This year, the ETI used an updated framework reflecting emerging shifts in the global energy landscape. This edition also evaluated countries’ “transition momentum” for the first time to highlight the urgency of consistent progress on timely and effective transition.
Enabled by increasing volumes of clean energy investments, improving regulatory frameworks, technological innovations and urgency to address the climate crisis, some long-term trends of global energy transition are positive. Over the past decade, 95% of countries have improved their total ETI score, with improvements more pronounced for countries that consume a large amount of energy.
1. Global average ETI scores increased by 10% since 2014, but showed only marginal growth in the past three years.
2. Only 18% of countries in 2023 have balanced the imperatives of the energy triangle
3. Equity was compromised as the transition centered on secure and sustainable
4. The top 10 countries account for only 2% of global CO2 emissions from fuel combustion and 4% of total energy supply
5. Only 41 countries have made steady progress in the past decade
Of the 120 countries, 113 have made progress over the last decade but only 55 have improved their scores by more than 10 percentage points.
- Sweden leads the global rankings, followed by Denmark and Norway.
- Among the world’s 10 largest economies, only France features in the top 10.
- The top 10 account for 2% of energy-related CO2 emissions, 4% of total energy supply and 2% of the global population.
- Notably, large emerging centers of demand, such as China, India and Indonesia, have seen strong improvements.
Achieving our long-term energy transition goals requires sustained momentum, even in the face of near-term macroeconomic and geopolitical disruptions. Only two major economies, India and Singapore, are showing sustained momentum on building energy equity, sustainability and security. The rest of the world’s energy transition momentum is insufficient. And with ETI scores plateauing, the window of opportunity to resolve this is closing.

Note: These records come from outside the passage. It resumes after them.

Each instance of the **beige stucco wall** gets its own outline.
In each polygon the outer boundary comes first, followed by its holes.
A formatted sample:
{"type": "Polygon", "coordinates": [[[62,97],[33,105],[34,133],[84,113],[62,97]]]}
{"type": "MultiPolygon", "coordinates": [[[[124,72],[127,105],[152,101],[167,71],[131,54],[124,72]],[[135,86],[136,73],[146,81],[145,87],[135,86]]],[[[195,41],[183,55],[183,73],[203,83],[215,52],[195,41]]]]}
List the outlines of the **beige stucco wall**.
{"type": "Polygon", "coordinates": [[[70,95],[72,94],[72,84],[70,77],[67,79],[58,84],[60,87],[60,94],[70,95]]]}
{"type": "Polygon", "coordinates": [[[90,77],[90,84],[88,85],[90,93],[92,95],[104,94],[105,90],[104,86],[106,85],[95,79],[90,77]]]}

The lack of consistent and balanced progress highlights the challenge many countries face while navigating the energy transition. In response, countries need to assess their own transition readiness—and then plan to resolve them (or have a roadmap to resolution) before the decade is over.
Policies and partnerships will be at the core of shaping a balanced energy transition but only if managed effectively, by encouraging investments in clean energy, promoting innovation, encouraging energy efficiency and ensuring that the transition benefits all segments of society.